Saturday, May 14, 2011

Guilt Dreams

I am one of those people whose unconscious emotions are reflected in my dreams. I often have dreams where I come to school unprepared to take a test, or I cannot find my classroom, or I am trying to catch a plane but I am late or I am traveling but don't know where I am going. I have read that dreams such as these are not uncommon.

I also have "guilt dreams". Dreams that I have not been a good enough parent have plagued me for many years. Now that I have matured into later adulthood, I am having dreams that I am not a good enough daughter either.

Friends of mine have recently had to deal with aging parents. One had to put her dad into institutionalized care because his Alzheimer's disease was no longer something his wife could handle. Another good friend's dad has been diagnosed with lung cancer, and has come back to California to live with her. And yet another slightly older friend's husband dropped dead recently from a massive heart attack.

My dad is 85, lives by himself in a big old house, and as far as I know, is in relative good health. I have five siblings, four of whom live close enough to keep tabs on him. I have been fortunate to be able to live in California for over thirty years. The bay area has long been the place I think of as "home". When I lost my job two years ago, I went to stay with "family" back East (ie, I moved back in with my dad). While I loved spending time with my dad when I was there, I couldn't wait to get back to my beloved California and my friends.
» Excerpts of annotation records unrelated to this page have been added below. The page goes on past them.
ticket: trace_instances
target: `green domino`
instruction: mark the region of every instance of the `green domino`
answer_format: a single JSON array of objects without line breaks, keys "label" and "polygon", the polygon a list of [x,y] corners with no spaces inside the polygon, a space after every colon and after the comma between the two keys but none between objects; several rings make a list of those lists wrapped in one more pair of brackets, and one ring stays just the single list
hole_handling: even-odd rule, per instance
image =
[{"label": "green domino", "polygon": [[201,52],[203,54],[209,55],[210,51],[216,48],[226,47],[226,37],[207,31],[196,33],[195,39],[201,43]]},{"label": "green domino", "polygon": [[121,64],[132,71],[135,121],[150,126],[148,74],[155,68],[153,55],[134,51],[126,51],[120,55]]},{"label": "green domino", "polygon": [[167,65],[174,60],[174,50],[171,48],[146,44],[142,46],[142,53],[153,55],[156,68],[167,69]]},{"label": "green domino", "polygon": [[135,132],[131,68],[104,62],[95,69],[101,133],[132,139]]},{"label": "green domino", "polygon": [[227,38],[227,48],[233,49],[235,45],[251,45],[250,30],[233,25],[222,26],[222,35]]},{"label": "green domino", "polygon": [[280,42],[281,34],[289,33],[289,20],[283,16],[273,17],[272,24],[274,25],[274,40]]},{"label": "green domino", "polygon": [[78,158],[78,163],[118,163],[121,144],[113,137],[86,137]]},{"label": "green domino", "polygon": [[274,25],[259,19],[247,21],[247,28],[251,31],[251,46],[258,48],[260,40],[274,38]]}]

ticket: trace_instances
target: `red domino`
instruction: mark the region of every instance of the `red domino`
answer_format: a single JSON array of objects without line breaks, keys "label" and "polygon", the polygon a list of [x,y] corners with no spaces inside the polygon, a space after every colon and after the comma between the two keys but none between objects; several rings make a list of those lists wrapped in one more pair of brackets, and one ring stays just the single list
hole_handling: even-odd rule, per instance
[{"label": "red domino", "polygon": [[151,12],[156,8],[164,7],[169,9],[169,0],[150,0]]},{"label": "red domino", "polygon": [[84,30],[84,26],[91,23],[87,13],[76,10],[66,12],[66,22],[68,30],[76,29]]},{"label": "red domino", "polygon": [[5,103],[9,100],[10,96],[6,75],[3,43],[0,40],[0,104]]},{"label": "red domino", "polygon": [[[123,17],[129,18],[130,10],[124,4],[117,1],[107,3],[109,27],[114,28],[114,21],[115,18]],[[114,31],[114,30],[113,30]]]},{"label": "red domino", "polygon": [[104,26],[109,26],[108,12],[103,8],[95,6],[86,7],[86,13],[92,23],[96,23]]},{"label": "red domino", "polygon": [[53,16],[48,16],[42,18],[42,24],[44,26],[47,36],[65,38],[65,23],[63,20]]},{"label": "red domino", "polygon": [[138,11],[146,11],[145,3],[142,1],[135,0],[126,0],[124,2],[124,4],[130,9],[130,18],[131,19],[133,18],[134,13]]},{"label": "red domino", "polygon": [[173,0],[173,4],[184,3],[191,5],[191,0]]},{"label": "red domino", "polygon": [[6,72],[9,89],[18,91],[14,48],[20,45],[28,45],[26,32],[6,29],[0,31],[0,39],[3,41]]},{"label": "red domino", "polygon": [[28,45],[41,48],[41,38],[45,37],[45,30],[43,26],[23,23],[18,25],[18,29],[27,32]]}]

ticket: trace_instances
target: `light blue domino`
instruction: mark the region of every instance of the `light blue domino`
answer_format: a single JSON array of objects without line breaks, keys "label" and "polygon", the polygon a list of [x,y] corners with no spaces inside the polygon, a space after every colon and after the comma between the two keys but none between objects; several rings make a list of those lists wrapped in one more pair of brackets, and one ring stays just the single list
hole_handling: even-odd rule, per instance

Now, I am having second thoughts, partly because had a dream the other night. My long dead grandmother was lying in her bed, the covers pulled up to her chin. I stood right next to the bed looking at her face. Her grey hair was piled in a bun on her head, as it had been in life, but the skin on her face was a mottled dark purple. She open her eyes, wide, and stared at me. And with a deep raspy voice that sounded more like the wolf than grandma, she said "You're too late".

And so I wonder. Is it time for me to give up the luxury of living in California, to go back to Connecticut and spend more time with dear old dad? That is, before it really is too late.